The change, which applies to both first and second draw loans, is not retroactive. A borrower whose PPP loan has already been approved cannot increase its PPP loan amount based on the new calculation methodology.
Specifically, a Schedule C filer that is covered by this rule change may elect to calculate the owner compensation share of its payroll costs (i.e., the share of its payroll costs that represent compensation of the owner) based on either net profit (Schedule C, line 31) or gross income (Schedule C, line 7). The maximum amount of net profit or gross income is capped at $8,333.33 per month ($100,000 /12). If a Schedule C filer has no employees, the borrower may choose to calculate its loan amount based on either net profit or gross income. If the Schedule C filer has employees, the borrower may elect to calculate the owner compensation share of payroll costs based on either (i) net profits or (ii) gross income minus expenses reported on line 14 (employee benefit programs), line 19 (pension and profit-sharing programs) and line 26 (wages (less employment credits)). Expenses reported on lines 14, 19 and 26 represent employee payroll costs and are subtracted from the owner compensation share of payroll costs if the owner uses gross income to calculate its loan amount in order to avoid double-counting these costs.

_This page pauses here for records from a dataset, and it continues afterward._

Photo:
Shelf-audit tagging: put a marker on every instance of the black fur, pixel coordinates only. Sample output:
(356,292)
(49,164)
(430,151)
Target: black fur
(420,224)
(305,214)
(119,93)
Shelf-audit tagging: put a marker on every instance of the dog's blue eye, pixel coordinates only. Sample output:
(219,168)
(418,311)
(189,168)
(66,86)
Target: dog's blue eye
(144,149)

To mitigate the risk of fraud as a consequence of higher loan amounts using gross income, a Schedule C filer that reports more than $150,000 in gross income to calculate a first draw loan will not automatically be deemed to have made the statutorily required certification concerning the necessity of the loan request in good faith (a “safe harbor” which would otherwise apply to borrowers that, together with affiliates, receive PPP loans of less than $2 million) and may be subject to a review by SBA of its certification. SBA is not applying this safe harbor exclusion to second draw PPP loans because those applicants are required to certify that they have realized a reduction in gross receipts in excess of 25% relative to the relevant comparison time period.

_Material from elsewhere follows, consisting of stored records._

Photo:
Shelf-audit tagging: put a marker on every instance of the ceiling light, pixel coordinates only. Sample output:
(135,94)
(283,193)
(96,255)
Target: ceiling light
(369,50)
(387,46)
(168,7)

In addition, the interim final rule removes the eligibility restriction that prevents businesses with owners who have non-financial fraud felony convictions in the last year from obtaining PPP loans and removes the eligibility restriction that prevents businesses with owners who are delinquent or in default on their federal student loans from obtaining PPP loans.
In connection with this interim final rule, new PPP first draw (Form 2483-C) and second draw (Form 2483-SD-C) borrower application forms for Schedule C filers using gross income have been released, together with updated PPP borrower first draw (Form 2483) and second-draw application forms.